4 generations of alignment

Today, when I was scrapping a sticker urging to “stop immigration!” from a bus station, my son asked me what was the sticker’s message about, and I’ve said it was calling for hate, and he asked “What is ‘hate’?”. My wife had tears of joy in eyes, and for once I had this feeling that perhaps I didn’t do everything wrong as a father: my 8 y.o. didn’t have to learn yet what is hate.

This made me realize that this process was multi-generational.

0. The generation of my grand-parents participated in WW2, and had to witness and adapt to a lot of cruelty and wild behavior. Perhaps that’s why they rarely talk about their childhood. Yet the books say clearly that everyone was capable of wrongdoing, and OTOH many were capable of heroic acts, too.
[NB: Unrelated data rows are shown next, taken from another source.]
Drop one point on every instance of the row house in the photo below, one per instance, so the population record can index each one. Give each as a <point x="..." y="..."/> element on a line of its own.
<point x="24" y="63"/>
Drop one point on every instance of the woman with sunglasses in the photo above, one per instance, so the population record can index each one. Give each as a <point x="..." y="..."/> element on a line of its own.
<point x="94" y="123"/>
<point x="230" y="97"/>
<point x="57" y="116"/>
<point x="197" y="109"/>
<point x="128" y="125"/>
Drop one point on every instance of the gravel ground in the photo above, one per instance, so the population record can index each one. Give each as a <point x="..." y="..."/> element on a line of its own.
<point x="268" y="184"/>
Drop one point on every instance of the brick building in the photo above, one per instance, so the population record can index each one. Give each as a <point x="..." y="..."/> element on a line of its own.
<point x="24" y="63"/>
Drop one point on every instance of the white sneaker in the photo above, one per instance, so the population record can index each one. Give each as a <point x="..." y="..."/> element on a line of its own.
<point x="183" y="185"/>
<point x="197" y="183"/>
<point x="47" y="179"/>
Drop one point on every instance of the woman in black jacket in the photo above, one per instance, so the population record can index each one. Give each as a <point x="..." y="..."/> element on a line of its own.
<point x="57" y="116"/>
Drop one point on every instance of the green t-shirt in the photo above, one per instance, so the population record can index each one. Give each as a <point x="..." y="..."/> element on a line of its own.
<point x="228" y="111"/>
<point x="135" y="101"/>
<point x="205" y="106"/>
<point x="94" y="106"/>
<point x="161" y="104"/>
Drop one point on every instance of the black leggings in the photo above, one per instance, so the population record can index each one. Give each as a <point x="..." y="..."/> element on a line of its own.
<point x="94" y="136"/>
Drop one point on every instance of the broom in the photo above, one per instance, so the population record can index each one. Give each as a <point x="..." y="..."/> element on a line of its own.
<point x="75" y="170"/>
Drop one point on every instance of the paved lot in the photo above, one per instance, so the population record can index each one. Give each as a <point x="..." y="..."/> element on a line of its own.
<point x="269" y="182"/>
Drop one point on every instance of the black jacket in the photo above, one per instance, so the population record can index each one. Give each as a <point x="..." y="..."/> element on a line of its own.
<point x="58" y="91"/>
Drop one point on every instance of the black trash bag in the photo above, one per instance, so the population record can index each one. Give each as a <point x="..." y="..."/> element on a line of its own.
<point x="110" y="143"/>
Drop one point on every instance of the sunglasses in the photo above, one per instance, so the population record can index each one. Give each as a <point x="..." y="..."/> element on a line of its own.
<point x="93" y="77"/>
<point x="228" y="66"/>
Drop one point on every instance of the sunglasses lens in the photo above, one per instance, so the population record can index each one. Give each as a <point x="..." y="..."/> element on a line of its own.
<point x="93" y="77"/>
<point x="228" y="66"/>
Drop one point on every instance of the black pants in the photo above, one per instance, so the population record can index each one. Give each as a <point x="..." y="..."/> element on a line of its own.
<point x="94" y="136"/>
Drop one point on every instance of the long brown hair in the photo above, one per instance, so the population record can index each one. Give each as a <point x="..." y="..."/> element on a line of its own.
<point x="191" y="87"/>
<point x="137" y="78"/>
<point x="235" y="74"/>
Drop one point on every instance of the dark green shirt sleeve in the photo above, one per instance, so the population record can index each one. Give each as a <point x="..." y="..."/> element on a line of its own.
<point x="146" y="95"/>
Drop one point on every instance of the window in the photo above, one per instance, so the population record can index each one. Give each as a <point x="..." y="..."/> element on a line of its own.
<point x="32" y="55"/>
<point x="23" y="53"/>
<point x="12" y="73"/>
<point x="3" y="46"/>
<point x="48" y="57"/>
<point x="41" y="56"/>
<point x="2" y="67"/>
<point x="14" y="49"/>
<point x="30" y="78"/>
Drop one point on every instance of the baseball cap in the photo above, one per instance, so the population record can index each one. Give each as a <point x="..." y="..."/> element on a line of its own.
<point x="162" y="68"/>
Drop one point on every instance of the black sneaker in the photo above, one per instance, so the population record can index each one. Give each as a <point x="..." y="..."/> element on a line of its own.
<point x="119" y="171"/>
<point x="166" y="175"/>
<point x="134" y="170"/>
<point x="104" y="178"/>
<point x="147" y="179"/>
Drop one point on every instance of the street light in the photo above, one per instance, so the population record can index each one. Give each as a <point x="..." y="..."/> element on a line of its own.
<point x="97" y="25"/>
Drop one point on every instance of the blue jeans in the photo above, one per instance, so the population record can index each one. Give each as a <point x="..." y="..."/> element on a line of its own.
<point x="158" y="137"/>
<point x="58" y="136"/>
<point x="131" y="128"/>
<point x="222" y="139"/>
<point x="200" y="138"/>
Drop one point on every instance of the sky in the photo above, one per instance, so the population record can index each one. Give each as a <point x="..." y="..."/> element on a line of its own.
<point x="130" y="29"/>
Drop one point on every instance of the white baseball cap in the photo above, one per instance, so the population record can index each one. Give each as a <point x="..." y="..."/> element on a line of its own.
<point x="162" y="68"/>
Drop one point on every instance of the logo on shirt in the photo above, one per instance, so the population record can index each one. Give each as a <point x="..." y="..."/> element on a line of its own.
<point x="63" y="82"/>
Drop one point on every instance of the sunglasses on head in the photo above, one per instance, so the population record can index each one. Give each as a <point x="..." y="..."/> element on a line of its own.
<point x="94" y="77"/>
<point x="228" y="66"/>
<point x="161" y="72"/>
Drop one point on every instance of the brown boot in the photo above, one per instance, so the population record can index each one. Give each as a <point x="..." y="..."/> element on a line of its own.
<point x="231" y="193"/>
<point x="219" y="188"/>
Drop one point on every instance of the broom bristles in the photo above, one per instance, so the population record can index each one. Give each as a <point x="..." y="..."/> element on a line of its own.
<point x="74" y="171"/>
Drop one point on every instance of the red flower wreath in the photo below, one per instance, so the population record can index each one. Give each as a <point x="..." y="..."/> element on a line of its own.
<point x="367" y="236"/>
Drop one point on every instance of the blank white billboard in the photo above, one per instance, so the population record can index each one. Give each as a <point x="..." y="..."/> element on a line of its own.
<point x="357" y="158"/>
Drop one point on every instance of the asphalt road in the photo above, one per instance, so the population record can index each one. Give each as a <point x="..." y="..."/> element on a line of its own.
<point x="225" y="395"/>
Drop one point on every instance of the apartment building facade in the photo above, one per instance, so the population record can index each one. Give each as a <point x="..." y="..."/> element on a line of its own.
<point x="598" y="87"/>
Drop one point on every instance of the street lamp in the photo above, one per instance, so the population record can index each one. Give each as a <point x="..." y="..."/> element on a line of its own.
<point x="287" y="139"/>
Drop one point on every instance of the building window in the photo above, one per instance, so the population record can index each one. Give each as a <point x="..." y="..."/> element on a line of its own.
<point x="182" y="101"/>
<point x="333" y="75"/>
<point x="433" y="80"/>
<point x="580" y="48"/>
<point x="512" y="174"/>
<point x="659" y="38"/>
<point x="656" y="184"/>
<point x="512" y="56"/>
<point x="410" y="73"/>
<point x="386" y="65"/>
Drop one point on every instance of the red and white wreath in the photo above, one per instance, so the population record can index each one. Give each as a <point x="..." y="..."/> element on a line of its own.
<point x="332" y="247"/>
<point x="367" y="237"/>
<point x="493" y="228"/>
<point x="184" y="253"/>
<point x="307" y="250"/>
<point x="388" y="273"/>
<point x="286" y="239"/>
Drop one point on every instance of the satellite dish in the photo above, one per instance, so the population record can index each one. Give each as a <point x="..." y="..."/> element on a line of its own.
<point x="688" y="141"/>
1. The generation of my parents knew that the world can be a nasty place, but made conscious effort to focus on good parts, and role model good behavior. They’ve sometimes slipped in their language, or uncovered some dirty parts of humanity, but generally tried to make my childhood and character good.

2. My generation, knew what was the goal by observing our parents. We still saw some acts of badness, but rarely from our parents—we knew we are to mimic the parents, not the bad guys. We’ve raised our kids on perhaps a bit too censored and too politically correct books, cartoons, and games. We’ve tried ourselves to be good children according to our parents expectations and role models. “Fake it till you make it” makes it difficult to judge from the inside if we are just good at faking or become what we pursued, and I think it’s a rabbit hole to try to properly define the difference (and that’s why we need stage 3..)

3. My kids, were raised in a society in which most of the adults played the good guys. Unfriendly interactions are hidden from their sight, perhaps in late night news, or on stickers scrapped by parents. The goal is not, so much to make them unable to think about these things ever, but rather give them a saner starting point for such discussions and reference point they can compare proposed policies to.

I was thinking how much this is analogous to following plan for alignment:

0. The internet is a place where you have a mixed bag of good and bad people writing content which good and bad on many axes.

1. You can train a GPT-4 to be able to model all of that—an alien actress capable of role playing any part of that. You can ask it to act nice, by various harnesses like RLHF, well written prompts and supervision processes. Yes, it will just pretend, and we don’t know what’s going on inside, behind the mask. Maybe it doesn’t even like the mask. Maybe it is secretly plotting some galaxy brained intrigue of steganographically hiding some of its state in outputs, or nudge us in some directions via carefully crafted subliminal messaging. But none-the less, the output, as far as we can tell, look acceptable, after we employ all of these harnesses and don’t put too much stress on them.

2. You then train a smaller model, say GPT-3, to mimic “well behaved mask of GPT-4”. You, say, collect millions of chat exchanges between users (whose prompts are a mixed bag) and “well behaved mask of GPT-4″, and then train only on the parts generated by GPT-4? How? I don’t know, perhaps mark which tokens were authored by who and only propagate penalty for wrong predictions of GPT-4′s part? Yes, the smaller model will be aware that people may sometimes be nasty, and perhaps will have a model of that somewhere inside, but it will also have a goal to mimic the good parts of each conversation. And, as it is a smaller model, with the goal of playing just one character, it might be more economical for it, to take what it sees on the face value and just “be it” instead of “pretending it as one of possible masks it can wear”. Yes, there might still be a model of bad behavior somewhere in it, but only to model “bad environment” (prompts) not “own policy”. In particular, I hope it has less incentive to ploy some underhanded tactics, and might be oblivious to any subtle dog whistles left in the GPT-4 output, as it being more simple-minded it will not even expect there’s some secret message. What you get hopefully is a “GPT-3 playing a helpful assistant”.

3. Now, you let those simpler “GPT-3 playing helpful assistants” models trained in step 2, talk to each other on various topics. This way you generate massive amounts of training data via self-play for this stage 3. This time you might want to train a more powerful optimizer, say GPT-4 (or maybe even GPT-5), as you’ll hope the only patterns it might find in such training data are meant to be good in a world where bad things happen sometimes.

To me, above plan seems to match what I see OpenAI is doing. So, I wonder, what are the failure modes of this approach?